By M. Brands, Dr. A. S. Fung, M. M. Rashid, and C. Kwiatek
The HVAC-related energy usage of a group of three existing buildings on a Canadian university campus (the “Cluster”) was simulated. Two scenarios were compared: (1) an ambient loop paired with conventional HVAC equipment (boiler plant and cooling tower), and (2) an ambient loop using wastewater energy transfer (“WET”). The study aimed to assess the feasibility of implementing WET as a heating and cooling method for cold-climate institutional buildings, as well as to measure the effects of WET implementation on energy usage, greenhouse gas emissions, and energy costs. It was found that WET implementation provided the Cluster with significant energy savings (23.1% reduction in energy usage) and carbon emissions reductions(70.2% reduction in GHG emissions). Although the WET system had slightly (8.9%) higher energy costs than the conventional system based on 2019 energy pricing, the gap in energy costs between the two systems narrowed significantly (to 0.3%) under projected 2030 energy pricing. As Canadian carbon prices rise in the coming years, it is likely that the financial viability of WET systems relative to conventional HVAC equipment will continue to increase.
The system investigated in this paper incorporates an ambient loop system and wastewater energy transfer (“WET”) technology.In an ambient loop system, a heat‑transfer medium (often water or a water/glycol mixture) is circulated between/within buildings at ambient or near‑ambient temperatures, typically in the 8–25°C or 15–25°C range.  End users upgrade the energy from the ambient loop locally via water‑to‑water heat pumps to produce heating or cooling at‑site.
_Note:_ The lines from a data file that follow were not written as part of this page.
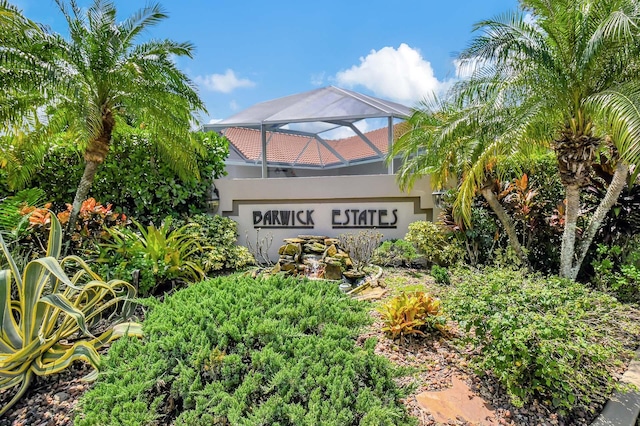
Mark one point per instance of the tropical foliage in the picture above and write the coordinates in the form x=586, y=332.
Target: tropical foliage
x=559, y=74
x=135, y=176
x=410, y=314
x=85, y=82
x=164, y=250
x=545, y=338
x=48, y=309
x=234, y=350
x=434, y=243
Ambient loops can be implemented within buildings or building complexes, or on a larger scale as part of municipal energy‑sharing schemes. When employed in this latter capacity, ambient loops represent an advance on older district heating systems, which have traditionally used a supply temperature of 70°C and a return temperature of 40°C. Advantages of ambient loop systems as compared to traditional district heating and cooling systems (as well as traditional communal heating networks) include: the ability to provide simultaneous heating and cooling; the potential to utilize low‑temperature waste heat from various sources (e.g., wastewater, industry, transportation networks, data centres); lowered transmission thermal losses; and a potential reduction in the urban heat island effect.  Challenges associated with large‑scale ambient loop networks include increased control complexity and difficulties related to seasonal load balancing. Although at least forty (40) district ambient loops currently operate in European cities,the technology remains an emerging research area. Increased international interest in decarbonisation will likely attract more attention to the possibilities of ambient loop systems in the coming years.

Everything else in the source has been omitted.